The Baseball Writers Association of America, of which I am a member, has voted in at least one first-ballot Hall of Famer three years running. Seven first-ballot candidates have been elected overall in that time—Greg Maddux, Tom Glavine and Frank Thomas (2014); Randy Johnson, Pedro Martinez and John Smoltz (’15); Ken Griffey Jr. (’16)—a record for any three-year period since voting began in 1936.
Nineteen first-year candidates populate the 2017 ballot. But it looks like the BBWAA’s streak of first-year inductees will end. The first-year candidate with the best chance of getting elected is Vladimir Guerrero, but without a signature milestone or moment, he may fall just below the 75% threshold needed for election.
The first-year candidates also face a strong class of returning players, starting with Jeff Bagwell (71.6% last year), Tim Raines (69.8) and Trevor Hoffman (67.3), all of whom could win election this time. (All were on my ballot last year.) I’ll take more time to research the new guys before revealing my ballot, but here’s an early look at how I think they will fare in the voting. I grouped them into categories according to their chances for election this year, and within each group ranked them by career earnings, according to baseball-reference.com, to create another sense of “value” during their careers.

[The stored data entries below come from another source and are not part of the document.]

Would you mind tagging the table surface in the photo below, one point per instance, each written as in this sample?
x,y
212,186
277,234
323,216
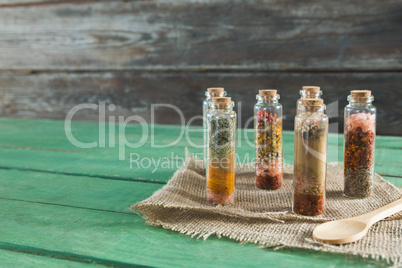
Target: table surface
x,y
69,206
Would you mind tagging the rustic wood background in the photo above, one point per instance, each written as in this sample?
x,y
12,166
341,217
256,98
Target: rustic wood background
x,y
57,54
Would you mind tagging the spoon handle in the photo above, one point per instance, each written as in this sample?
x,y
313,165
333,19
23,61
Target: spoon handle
x,y
381,213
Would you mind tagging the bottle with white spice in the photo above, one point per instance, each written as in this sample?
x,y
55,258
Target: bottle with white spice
x,y
310,158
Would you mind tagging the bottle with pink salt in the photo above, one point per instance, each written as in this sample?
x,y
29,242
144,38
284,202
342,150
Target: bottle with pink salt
x,y
359,133
268,140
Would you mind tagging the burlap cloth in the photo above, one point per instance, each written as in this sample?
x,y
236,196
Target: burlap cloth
x,y
265,217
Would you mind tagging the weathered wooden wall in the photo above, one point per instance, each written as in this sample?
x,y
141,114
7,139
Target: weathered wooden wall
x,y
57,54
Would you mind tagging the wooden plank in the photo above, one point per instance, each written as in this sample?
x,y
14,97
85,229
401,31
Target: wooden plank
x,y
10,258
125,239
73,191
44,147
133,93
201,35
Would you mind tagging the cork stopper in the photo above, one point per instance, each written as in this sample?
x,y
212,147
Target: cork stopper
x,y
268,94
215,89
312,102
221,99
311,89
360,93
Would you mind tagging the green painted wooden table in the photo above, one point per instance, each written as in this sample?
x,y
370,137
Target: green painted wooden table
x,y
68,206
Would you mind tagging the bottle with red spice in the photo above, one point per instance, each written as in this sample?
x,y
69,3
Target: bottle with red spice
x,y
359,133
310,158
268,140
209,94
308,92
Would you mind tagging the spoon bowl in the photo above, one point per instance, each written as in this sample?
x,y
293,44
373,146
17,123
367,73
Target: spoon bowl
x,y
340,231
352,229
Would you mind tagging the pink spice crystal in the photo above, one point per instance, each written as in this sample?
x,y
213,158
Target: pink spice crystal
x,y
274,168
365,121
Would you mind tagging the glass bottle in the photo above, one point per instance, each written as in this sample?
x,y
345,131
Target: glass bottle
x,y
310,158
308,92
359,138
268,140
209,94
221,151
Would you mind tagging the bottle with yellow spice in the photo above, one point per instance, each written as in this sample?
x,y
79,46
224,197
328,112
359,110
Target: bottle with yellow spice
x,y
268,140
221,151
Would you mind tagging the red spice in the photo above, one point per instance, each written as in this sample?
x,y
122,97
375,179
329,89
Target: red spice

Vladimir Guerrero ($126 million)
Guerrero should be a first-ballot Hall of Famer, but I don’t sense enough baseball writers have a clear, easy narrative for him to give him his deserved honor. He played his first eight seasons in Montreal without getting to the postseason and he reached his only World Series at age 35 with Texas—and then hit .071 in a five-game loss to the Giants.
But Guerrero was a wizard with the bat. Few hitters have combined his ability to hit the ball as hard and as often as Guerrero. He finished his career with a .318 batting average and 449 home runs. Only five men ever reached those thresholds of hitting for average and power: Babe Ruth, Jimmie Foxx, Ted Williams, Lou Gehrig and Stan Musial. That means Guerrero is the only man born in the past 95 years to hit for that high of a batting average with that many home runs. There’s your quick and easy narrative.
It Will Take Years
Ivan Rodriguez ($123 million)
The voters have consistently delayed or denied candidates with connections to performance-enhancing drug use. The PED evidence against Rodriguez comes from his former Rangers teammate Jose Canseco who wrote in his 2005 book Juiced that he educated Rodriguez about steroids in 1992, along with fellow teammate Juan Gonzalez and Rafael Palmeiro, and personally injected them with steroids “many times,” including in the clubhouse. “After a while it became no big deal to them,” Canseco wrote. Canseco even spelled out the drug regimen: “a combination of growth hormone and steroids—mostly Deca and Winstrol—but with a small dose of testosterone.”
Nobody knew the drug culture better than Canseco. As Dave Stewart, a pitcher and a teammate of his with the A’s in the late 1980s and early ’90s, told the San Francisco Chronicle in 2005, when Canseco wrote his book and many people attacked the messenger, “I don’t like his work ethic, and I don’t like him as a teammate. But one thing I can’t say about him is he’s a liar. As far as what Josie’s saying, I can’t deny it or verify it … If this is all made up, he’ll suffer from serious damages. But if you’re an admitted steroid user, believe me, you’d know who uses them.”
Rodriguez brought no legal action, but he did tell the Detroit Free Press in 2005 about Canseco’s charges, “I have nothing to say about that. They are some very serious comments he said. This is not true. I just say what I feel. I don’t need to use any other stuff. I don’t need it. I’ve been in baseball for 14 years not using that. I don’t need it. Whatever comments he says are not true. I’m just going to move on and concentrate for this coming season.”